Curiosamente, a filha de Irlana, a zagueira Muriel Ribeiro, de 16 anos, foi quem esteve debaixo das traves e viu os gols serem anotados por mais de 50 vezes. De acordo com a estudante, que também participa do programa Jovem Aprendiz dos Correios, ela já havia sido avisada por Hamilton da possibilidade substituir a goleira titular, que estava sofrendo com dores e acabou se contundindo contra o time rubro-negro, e não havia reserva para a posição.

“Na hora que ela se machucou, ele me gritou e eu já fui no automático”, comentou Muriel, que afirma não ter ficado chateada com o resultado final da partida. “De início deu um pouco de raiva, por não conseguir ajudar o time como gostaria, mas depois fui me conformando e sentindo orgulho porque fomos até o final. Preferi ficar no gol e ajudar o máximo que pude. Poderíamos desistir, mas ficamos em campo”, disse.

A jovem afirma também que deseja continuar a carreira no futebol e revelou que tem como principais ídolos o meia Casemiro e a atacante Cristiane. “Me inspiro no futebol do Casemiro porque ele defende, mas também ataca. A Cristiane é uma deusa! É uma exemplo para cada uma de nós que deseja jogar futebol”. 

TRAJETÓRIA

Fundado em 1996, o Greminho, como o próprio nome sugere, nasceu como uma forma de homenagear o Grêmio, do qual também pegou as cores emprestadas para ilustrar o uniforme e os adereços da equipe. A ideia de reverenciar o campeão brasileiro daquele ano foi de Luís “Miminho”, então presidente do clube, que possuía apenas a modalidade masculina na ocasião. O clube dissolveu-se dois anos depois, voltando às atividades somente em 2009. 

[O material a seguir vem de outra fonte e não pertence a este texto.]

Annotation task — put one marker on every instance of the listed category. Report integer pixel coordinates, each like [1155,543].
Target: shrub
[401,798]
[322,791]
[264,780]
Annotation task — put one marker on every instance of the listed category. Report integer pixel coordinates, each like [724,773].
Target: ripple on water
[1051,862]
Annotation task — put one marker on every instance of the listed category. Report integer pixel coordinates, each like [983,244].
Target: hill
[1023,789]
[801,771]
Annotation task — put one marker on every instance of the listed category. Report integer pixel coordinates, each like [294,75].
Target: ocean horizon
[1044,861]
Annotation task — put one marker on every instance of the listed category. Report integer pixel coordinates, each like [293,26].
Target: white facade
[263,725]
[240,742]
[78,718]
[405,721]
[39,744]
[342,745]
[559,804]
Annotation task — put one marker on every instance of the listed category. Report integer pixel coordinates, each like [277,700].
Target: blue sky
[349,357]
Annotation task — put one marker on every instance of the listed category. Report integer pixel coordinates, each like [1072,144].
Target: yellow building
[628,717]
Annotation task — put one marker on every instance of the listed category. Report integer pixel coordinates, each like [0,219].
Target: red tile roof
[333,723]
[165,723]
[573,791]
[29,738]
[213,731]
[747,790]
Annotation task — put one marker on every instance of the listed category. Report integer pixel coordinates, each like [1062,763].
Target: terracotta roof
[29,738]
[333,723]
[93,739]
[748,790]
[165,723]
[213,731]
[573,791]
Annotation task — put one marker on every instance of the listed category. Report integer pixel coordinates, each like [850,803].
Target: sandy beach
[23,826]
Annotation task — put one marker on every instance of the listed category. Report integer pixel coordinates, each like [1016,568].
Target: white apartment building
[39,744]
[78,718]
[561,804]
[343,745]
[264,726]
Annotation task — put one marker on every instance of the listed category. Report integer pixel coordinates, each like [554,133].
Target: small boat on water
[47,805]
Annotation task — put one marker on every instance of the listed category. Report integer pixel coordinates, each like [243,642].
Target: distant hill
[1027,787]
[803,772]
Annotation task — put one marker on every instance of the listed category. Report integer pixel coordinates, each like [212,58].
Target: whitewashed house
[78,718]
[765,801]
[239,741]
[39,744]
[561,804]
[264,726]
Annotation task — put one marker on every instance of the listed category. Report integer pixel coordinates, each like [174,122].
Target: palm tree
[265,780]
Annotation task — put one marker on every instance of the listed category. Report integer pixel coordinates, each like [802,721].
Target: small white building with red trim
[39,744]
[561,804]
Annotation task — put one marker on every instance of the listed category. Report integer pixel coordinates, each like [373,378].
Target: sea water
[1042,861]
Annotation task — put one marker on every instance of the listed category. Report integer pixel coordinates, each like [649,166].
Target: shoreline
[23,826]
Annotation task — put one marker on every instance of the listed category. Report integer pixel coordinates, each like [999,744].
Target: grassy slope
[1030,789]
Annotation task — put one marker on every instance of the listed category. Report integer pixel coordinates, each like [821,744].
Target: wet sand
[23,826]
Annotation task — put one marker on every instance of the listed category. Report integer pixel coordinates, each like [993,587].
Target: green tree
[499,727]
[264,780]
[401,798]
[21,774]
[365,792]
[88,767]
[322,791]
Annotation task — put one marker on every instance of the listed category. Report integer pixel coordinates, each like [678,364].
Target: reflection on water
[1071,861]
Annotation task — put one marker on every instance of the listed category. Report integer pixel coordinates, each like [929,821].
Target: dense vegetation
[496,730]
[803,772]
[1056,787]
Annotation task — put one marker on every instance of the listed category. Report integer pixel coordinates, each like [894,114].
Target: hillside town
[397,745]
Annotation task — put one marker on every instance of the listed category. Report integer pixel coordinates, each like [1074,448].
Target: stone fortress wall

Em 2017, o Greminho filiou-se à Federação de Futebol do Estado do Rio de Janeiro (Ferj) e passou a disputar o torneio Amador da Capital nas categorias sub-15 e sub-17. Somente este ano, a 40 dias do início do Campeonato Carioca Feminino, que o clube montou uma equipe para atuar na competição. Os resultados, contudo, não são dos melhores. Além do revés inacreditável para o Flamengo, o time também perdeu por 12 a 0 para o Campo Grande, além de um 6 a 1 para a seleção da Central Única das Favelas (Cufa). 

Recentemente, Irlana lançou uma vaquinha virtual para arrecadar fundos para o time. O próximo compromisso do Greminho será neste domingo, contra o Barramansense, às 15h.